Cuando los velódromos eran llegadas habituales en la Vuelta a España

Mucho antes de que el final junto a las murallas se convirtiera en un clásico en la etapa de la Vuelta a España de Avila -con la exhibición del llorado Frank Vandenbroucke en 1999 aún en nuestras retinas- todos recordamos aquel histórico desenlace de la edición de 1983, cuando Bernard Hinault, en las carreteras abulenses, asestaba un mazazo a las aspiraciones de Julián Gorospe -y de todo el ciclismo español- de conquistar aquella edición.

La etapa finalizó en el velódromo Adolfo Suárez de la capital abulense, un recinto que ya no existe, puesto que fue demolido para ampliar el estadio de futbol, aunque hasta hace poco -no sé si aún- quedaban algunos restos de lo que fueron los peraltes. No fue la única etapa que terminó en ese escenario.

Foto: Pesarrodona dando la vuelta de honor en Anoeta. Pinterest
De todas formas, si tenemos que asociar la Vuelta a España con algún velódromo, es con el donostiarra Anoeta, que albergó el final de la Vuelta a España entre 1972 y 1978, según recordaba hace algunos años Txomin Perurena en las páginas del Diario Vasco, “gracias a que el velódromo permitía cobrar entrada. Las gradas se llenaban hasta los topes y la recaudación solía ser importante”.

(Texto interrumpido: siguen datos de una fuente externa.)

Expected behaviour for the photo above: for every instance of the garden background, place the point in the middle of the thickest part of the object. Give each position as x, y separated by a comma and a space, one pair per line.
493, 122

Pero antes de esos años, la Vuelta había terminado en San Sebastián en un velódromo levantado para la ocasión, en Atocha. Y es que en, 1960, y de nuevo lo encontramos en Diario Vasco, el entonces estadio de la Real Sociedad fue escenario del final de la decimotercera etapa de la Vuelta, procedente de Logroño, y que ganaría ni más ni menos que Federico Martín Bahamontes. Claro que el escenario no se había montado solamente por la Vuelta, sino para permitir una reunión vespertina de pista con la presencia del entonces todavía bicampeón del mundo Guillermo Timoner.

No fue ni mucho menos el único estado de fútbol que se convirtió en velódromo para acoger a la Vuelta a España. En este interesante post de la SD Eibar se recuerda cuando ‘Ipurua se llenaba para ver ciclismo en un velódromo portátil prestado’, en los años 60, destacándose, en lo que a la Vuelta se refiere, cuando en 1963 se vistió de gala para ser final de la sexta etapa, que había comenzado en Bilbao, y que se adjudicaba el francés Guy Ignolin.

Dos años antes, el estadio valenciano de Mestalla también había habilitado un velódromo sobre su césped, sobre el que se imponía el también valenciano Angelino Soler, a la postre vencedor de aquella edición.

No me consta ninguna llegada similar en Cataluña, pese a que la Volta visitó Horta en los ochenta, con triunfo de Jean Claude Bagot. Pero el menos velódromo de todos los velódromos españoles, el de Torrelavega, sí ha acogido a menos el final de dos etapas contrarreloj en la ronda española: en 1973, con triunfo de Eddy Merckx, en el segundo sector de la decimoquinta etapa, y en 2018, en la decimosexta jornada que se llevaba Rohan Dennis. Y en Asturias, algunas de las metas de Gijón se instalaron en el velódromo de Las Mestas, por ejemplo, en 1976, saldando al sprint una larga jornada de 249 kilómetros desde Palencia, o en 1980, cuando Jesús López Carril rendía homenaje, con una larga escapada en la etapa que les traía desde Santander, a su hermano Vicente, fallecido unos pocos meses antes en una pachanga en la playa.

 

La Vuelta a España ha hecho algún guiño más a los campos de fútbol, destacando ese final contrarreloj de la ronda en el Santiago Bernabeu en 2002, completamente lleno debido a las invitaciones repartidas, pero no exento de problemas de organización, aunque sin nada que se pareciese ni de lejos a un velódromo, o la salida hace dos años de la decimotercera etapa de un San Mamés con las gradas vacías, con los ciclistas tímidamente rodando por el césped, pero fuera del terreno de juego. 

Eso sí, los años dorados de matrimonio entre Vuelta y velódromos parecen definitivamente haber pasado, lo mismo que ha sucedido en numerosas carreras, incluyendo el Tour que terminó en velódromos -Parque de los Príncipes y Vincennes- hasta 1974. Hoy en día, el romance carretera-pista sólo se mantiene en una carrera tan poco 'pistera' como la París-Roubaix.